The separated acid-insoluble lignin 219 is then subjected to a water-wash to remove any entrained hydrolysate 226. The washed lignin 222 is then dried 223 and the washed and dried lignin 224 is sent to a boiler 225 or other power-generation device or system wherein is burned to provide energy and/or heat for use in the process 200.
Filtrate 220 from the lignin separation step 218 comprising water, methanol, and hydrolyzed hemicellulose (primarily C5 sugars and possibly some di- and oligosaccharides), as well as any acid-soluble lignin, is then subjected to a pH adjustment step wherein ammonium hydroxide 227 is mixed with the filtrate 220 in a suitable pH adjustment reaction vessel 228. The amount of ammonium hydroxide 227 required for the pH adjustment step depends on the composition of the filtrate 220 but is generally sufficient to increase the pH of the filtrate 220 to about 6. The increase in pH causes the acid-soluble lignin 229 to crash out of solution. The acid-soluble lignin 229 is then recovered via known methods and added to the acid-insoluble lignin 219 in preparation for the water-wash 221 and subsequent lignin-processing steps.

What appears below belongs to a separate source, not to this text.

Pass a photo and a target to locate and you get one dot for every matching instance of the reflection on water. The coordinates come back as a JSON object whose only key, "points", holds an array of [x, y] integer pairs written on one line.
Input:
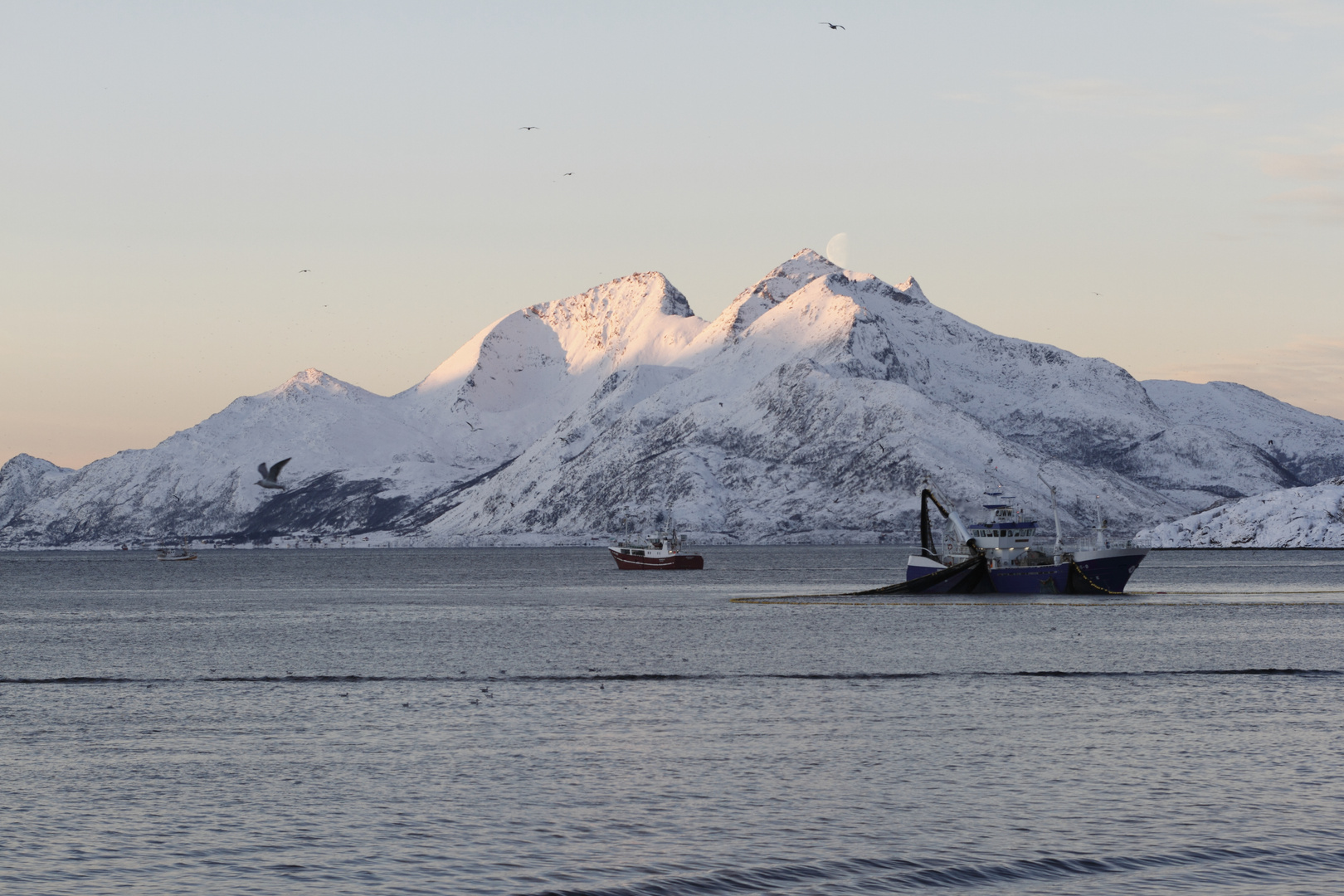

The neutralized filtrate 230 is the transferred to a distillation column 231 wherein it is distilled to separate the methanol 232 which is then recycled and mixed with water to generate the solvent 206. Any furfurals 233 produced in the digestion 207 or hydrolysis 213 reactions are distilled in the same step. The “bottoms” of the distillation column 234 comprising the sugars (primarily C5 sugars), water, and any low-molecular weight lignin that was not removed in previous processing steps is then subjected to a low-molecular weight lignin separation step 235 wherein it is subjected to lignin-separation steps as described above for separating acid-soluble lignin and acid-insoluble lignin. The resulting lignin-separated bottoms 237 comprising the sugars and water are then subjected to a sugar concentration step 238 wherein substantially all of the water in the lignin-separated bottoms 237 is evaporated off, thereby generating a concentrated C5 sugar product suitable for sale and use in a variety of industrial applications, e.g. fermentation.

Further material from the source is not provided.